Not a good time for MPs with Middle East ties – but Conservatives Middle East Council thinks it is a “brand issue”

It’s hard to criticise a country on which our arms dealers are so dependent.

See here what the Conservatives Middle East Council (Chairman, Hugo Swire) thinks of “brand Saudi”

“Firstly, it needs to be said that Saudi Arabia will survive this crisis. Global politics are as they are, and the world will not stop buying Saudi oil, nor will Western nations abandon their decades old defence relationships with the Kingdom. Riyadh will not be any less secure as a result of the crisis, and with oil approaching $100 a barrel Saudi coffers will not be too adversely hit.

….. Whether Saudis want to admit it or not, the allegations of an horrific death of a journalist in a Saudi Consulate have resulted in the Crown Prince’s reputation taking a battering. Private sector companies have fled from the Davos in Desert conference scheduled to take place in late October. Ministers from foreign governments may still turn up, the cost of losing Saudi Arabia is too high. But the Ubers and JP Morgans of the world have calculated that the cost of being currently associated with brand MbS is higher than the cost of losing out on taking a slice of Saudi Arabia’s economy.

Like all brands, brand MbS might be able to resurrect itself, but it will take time. …..”


Here is what the Daily Mail has to say

“Crisis-torn Saudi Arabia has been lavishing hundreds of thousands of pounds on British MPs, the Mail can reveal.

The kingdom – under fire over the suspected state-sponsored murder of a journalist – has been pouring cash into a charm offensive.

In just two years it has tripled the amount of money spent on MPs to pay for luxury hotels, business-class flights and magnificent feasts.

Campaigners say 38 MPs who got freebies over the past five years are ‘accessories’ to a cynical bid to brush up the oil-rich Gulf nation’s tarnished image.

Saudi Arabia’s slick PR offensive comes as it battles international condemnation over the suspected murder of dissident journalist Jamal Khashoggi.

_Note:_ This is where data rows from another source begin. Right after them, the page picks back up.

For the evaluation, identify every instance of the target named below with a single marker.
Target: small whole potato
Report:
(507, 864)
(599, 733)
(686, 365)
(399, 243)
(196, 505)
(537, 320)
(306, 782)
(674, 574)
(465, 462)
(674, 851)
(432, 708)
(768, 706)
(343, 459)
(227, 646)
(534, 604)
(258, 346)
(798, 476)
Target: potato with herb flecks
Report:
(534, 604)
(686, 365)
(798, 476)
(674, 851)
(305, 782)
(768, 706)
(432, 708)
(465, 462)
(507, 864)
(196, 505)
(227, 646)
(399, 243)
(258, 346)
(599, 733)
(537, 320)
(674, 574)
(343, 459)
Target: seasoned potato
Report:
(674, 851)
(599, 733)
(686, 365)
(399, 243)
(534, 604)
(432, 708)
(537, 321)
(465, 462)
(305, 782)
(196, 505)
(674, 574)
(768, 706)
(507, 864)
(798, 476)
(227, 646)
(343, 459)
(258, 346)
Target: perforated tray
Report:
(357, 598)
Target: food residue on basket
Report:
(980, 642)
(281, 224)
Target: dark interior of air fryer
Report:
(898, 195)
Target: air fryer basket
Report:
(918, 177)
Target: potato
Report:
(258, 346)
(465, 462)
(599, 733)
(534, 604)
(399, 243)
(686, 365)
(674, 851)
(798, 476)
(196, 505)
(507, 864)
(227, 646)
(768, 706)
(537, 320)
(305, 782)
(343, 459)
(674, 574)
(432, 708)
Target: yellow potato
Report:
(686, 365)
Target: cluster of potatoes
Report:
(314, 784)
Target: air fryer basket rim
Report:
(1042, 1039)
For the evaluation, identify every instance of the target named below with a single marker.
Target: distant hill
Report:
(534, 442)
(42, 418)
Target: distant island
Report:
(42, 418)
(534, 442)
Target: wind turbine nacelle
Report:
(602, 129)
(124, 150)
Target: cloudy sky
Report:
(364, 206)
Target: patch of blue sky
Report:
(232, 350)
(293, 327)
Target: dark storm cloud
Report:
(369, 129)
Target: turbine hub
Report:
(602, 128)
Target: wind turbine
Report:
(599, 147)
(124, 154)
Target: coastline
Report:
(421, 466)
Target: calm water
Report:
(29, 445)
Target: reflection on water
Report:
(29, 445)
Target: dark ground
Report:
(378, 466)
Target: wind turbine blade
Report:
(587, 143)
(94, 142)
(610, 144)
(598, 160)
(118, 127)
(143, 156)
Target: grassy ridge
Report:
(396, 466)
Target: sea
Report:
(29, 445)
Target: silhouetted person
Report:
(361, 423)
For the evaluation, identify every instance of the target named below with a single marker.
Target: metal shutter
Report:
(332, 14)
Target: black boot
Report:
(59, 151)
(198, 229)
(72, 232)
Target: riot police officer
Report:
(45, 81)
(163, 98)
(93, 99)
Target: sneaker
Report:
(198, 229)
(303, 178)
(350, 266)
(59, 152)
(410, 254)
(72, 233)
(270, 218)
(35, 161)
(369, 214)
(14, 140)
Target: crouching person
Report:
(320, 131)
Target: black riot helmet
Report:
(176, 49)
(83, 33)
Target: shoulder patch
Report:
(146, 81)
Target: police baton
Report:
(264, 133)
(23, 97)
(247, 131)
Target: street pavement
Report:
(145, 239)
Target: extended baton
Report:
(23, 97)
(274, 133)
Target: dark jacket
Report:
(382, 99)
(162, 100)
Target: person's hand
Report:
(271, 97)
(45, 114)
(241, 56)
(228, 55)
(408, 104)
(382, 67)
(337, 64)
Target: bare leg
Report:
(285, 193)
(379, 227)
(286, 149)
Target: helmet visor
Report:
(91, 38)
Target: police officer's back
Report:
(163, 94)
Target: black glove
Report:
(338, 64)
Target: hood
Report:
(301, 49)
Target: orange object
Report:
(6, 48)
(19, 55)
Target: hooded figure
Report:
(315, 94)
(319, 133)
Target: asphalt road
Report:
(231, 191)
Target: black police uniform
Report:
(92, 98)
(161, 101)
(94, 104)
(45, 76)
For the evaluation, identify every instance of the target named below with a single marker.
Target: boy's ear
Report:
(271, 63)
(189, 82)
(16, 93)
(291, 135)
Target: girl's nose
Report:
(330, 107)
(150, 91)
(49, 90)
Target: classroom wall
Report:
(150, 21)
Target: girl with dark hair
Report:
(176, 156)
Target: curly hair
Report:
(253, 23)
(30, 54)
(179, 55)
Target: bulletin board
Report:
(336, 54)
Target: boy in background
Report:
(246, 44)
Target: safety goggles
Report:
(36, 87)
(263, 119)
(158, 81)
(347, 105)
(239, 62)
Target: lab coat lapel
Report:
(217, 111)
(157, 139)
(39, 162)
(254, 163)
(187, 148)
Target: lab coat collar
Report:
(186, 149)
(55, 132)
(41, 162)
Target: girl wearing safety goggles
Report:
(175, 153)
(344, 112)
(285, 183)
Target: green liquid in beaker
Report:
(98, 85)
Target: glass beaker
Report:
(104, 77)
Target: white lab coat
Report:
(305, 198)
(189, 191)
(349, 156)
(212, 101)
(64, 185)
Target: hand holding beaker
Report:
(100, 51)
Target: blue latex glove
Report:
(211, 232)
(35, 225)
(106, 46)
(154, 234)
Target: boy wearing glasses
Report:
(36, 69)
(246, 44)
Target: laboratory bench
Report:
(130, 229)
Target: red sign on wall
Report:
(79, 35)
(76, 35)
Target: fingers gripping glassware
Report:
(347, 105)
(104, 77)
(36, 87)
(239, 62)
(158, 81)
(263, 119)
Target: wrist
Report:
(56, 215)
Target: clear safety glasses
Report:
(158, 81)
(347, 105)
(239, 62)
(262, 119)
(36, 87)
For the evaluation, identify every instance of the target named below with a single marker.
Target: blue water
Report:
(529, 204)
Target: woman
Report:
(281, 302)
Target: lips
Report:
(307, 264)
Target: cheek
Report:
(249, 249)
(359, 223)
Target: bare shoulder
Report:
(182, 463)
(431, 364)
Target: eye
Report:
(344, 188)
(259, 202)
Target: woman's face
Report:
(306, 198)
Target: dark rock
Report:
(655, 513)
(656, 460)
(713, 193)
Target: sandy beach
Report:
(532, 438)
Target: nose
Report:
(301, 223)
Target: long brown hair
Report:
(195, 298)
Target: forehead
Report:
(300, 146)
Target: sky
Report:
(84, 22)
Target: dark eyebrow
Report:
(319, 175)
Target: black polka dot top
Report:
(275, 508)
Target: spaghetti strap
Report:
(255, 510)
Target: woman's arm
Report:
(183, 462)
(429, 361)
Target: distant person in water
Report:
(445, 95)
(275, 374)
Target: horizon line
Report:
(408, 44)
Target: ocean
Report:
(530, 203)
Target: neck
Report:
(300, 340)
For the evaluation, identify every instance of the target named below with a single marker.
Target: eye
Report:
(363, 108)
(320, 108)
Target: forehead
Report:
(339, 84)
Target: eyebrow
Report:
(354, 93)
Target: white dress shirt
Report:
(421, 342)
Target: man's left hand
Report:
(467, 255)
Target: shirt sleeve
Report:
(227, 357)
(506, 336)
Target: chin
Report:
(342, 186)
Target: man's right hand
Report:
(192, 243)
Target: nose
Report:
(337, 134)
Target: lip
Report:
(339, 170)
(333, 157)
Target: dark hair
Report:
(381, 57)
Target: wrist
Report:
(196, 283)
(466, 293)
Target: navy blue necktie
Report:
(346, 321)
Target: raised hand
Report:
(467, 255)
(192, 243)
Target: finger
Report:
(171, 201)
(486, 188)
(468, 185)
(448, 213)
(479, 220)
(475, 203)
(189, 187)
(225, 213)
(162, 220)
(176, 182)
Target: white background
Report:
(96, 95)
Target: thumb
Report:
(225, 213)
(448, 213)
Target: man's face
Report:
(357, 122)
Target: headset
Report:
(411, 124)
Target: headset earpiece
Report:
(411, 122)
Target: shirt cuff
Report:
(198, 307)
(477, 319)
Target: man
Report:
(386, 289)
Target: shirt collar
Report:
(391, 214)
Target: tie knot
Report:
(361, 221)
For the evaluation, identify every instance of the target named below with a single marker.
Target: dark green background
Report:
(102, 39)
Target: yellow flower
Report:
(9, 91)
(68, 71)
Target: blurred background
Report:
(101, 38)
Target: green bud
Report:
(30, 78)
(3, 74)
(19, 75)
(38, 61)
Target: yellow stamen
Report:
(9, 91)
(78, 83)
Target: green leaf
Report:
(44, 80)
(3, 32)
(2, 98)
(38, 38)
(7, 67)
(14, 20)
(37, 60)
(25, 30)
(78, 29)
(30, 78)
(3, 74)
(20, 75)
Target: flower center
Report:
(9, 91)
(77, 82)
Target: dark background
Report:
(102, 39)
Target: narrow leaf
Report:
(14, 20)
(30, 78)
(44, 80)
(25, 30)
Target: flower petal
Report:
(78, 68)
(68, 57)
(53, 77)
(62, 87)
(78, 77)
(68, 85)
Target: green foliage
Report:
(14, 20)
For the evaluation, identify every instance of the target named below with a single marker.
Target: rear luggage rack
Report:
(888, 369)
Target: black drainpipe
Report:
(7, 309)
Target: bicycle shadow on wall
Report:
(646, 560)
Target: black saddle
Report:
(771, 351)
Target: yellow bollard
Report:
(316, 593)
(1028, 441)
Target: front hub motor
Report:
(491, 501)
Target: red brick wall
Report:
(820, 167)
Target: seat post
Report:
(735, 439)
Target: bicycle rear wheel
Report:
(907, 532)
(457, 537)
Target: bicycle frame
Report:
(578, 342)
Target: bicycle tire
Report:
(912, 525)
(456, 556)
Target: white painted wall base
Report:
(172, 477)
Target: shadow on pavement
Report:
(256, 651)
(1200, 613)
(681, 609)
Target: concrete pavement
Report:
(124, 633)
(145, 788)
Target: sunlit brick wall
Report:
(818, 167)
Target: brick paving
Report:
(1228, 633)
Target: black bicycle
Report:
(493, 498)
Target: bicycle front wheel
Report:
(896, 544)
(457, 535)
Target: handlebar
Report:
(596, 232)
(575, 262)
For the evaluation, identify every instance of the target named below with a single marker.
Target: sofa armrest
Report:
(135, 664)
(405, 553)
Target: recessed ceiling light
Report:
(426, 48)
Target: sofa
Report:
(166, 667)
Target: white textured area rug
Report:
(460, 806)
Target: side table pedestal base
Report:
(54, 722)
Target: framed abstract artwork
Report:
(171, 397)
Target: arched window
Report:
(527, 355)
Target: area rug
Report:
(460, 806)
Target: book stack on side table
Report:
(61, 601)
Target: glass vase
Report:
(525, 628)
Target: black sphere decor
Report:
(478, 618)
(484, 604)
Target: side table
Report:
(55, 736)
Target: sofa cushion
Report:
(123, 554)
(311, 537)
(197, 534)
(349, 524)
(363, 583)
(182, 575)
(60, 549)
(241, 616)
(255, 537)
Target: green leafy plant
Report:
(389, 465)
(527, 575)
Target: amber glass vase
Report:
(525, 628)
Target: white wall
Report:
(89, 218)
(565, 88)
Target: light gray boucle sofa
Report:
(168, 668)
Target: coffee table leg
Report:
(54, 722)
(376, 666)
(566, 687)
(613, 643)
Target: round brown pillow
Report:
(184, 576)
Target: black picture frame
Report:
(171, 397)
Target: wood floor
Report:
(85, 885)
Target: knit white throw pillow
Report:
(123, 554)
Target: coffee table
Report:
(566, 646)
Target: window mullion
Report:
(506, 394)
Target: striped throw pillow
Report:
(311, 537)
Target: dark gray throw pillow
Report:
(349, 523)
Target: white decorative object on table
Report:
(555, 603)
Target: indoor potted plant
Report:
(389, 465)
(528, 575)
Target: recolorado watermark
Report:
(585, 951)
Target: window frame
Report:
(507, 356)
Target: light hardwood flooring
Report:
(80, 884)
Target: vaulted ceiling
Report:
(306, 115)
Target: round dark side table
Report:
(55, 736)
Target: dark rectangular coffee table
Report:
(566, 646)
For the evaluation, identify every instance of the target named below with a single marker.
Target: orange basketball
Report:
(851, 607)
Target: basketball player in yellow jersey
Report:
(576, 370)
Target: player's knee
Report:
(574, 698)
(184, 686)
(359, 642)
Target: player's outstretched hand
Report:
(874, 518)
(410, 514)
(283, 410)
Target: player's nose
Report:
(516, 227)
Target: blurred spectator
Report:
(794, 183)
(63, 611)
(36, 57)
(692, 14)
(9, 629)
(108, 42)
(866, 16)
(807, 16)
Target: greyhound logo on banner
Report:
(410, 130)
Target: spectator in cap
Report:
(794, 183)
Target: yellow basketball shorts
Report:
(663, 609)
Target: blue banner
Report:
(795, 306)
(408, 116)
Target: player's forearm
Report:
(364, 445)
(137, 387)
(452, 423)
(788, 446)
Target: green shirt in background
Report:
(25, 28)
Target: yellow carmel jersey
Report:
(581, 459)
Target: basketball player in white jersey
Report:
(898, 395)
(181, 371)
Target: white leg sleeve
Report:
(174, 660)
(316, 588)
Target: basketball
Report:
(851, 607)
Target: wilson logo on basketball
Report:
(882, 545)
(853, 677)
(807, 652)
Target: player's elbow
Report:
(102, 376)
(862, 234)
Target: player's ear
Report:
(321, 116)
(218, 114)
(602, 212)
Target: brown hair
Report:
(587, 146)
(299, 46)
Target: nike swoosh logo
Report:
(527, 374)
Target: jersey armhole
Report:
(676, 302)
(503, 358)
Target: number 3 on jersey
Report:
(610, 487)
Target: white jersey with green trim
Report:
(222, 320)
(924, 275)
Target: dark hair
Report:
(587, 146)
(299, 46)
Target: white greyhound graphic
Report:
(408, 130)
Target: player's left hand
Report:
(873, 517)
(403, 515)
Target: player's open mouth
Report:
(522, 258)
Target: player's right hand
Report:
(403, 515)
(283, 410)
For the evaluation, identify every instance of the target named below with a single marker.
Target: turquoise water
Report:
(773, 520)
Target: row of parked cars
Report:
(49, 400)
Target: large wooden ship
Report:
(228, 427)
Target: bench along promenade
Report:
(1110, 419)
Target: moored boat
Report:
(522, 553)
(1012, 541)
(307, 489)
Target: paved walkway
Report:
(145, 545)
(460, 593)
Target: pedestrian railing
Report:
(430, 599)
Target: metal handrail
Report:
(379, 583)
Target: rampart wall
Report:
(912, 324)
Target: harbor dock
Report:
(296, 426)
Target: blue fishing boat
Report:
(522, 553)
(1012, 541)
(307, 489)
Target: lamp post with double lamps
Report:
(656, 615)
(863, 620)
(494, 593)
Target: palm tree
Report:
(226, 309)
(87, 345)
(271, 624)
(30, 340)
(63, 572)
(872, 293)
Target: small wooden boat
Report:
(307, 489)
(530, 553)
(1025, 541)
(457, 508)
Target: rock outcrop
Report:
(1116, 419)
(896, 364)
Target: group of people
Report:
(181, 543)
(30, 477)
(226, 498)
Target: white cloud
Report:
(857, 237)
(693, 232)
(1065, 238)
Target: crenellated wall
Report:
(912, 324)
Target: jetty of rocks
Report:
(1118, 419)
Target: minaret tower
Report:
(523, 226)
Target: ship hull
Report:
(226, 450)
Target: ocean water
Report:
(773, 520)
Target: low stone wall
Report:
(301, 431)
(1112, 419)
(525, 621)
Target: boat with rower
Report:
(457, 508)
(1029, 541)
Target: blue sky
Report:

Screaming Mr Khashoggi, 59, is said to have been recorded in his country’s consulate in Istanbul apparently being chopped up while alive – as the chief Saudi government hitman listened to music on earphones.

Saudi Arabia is also under intense scrutiny for staging bombing raids across Yemen that have killed thousands of civilians.

In 2016, British parliamentarians accepted £35,062 of junkets, gifts and other benefits from the authoritarian regime. But this year the figure is more than three times higher at £106,418 – and it is only October. The total since 2015 has been put at £208,000.

….. Last night Andrew Smith, from Campaign Against the Arms Trade, said: ‘At the same time as the MPs were enjoying luxury flights and hotels, human rights defenders were being abused and Yemen was being bombed.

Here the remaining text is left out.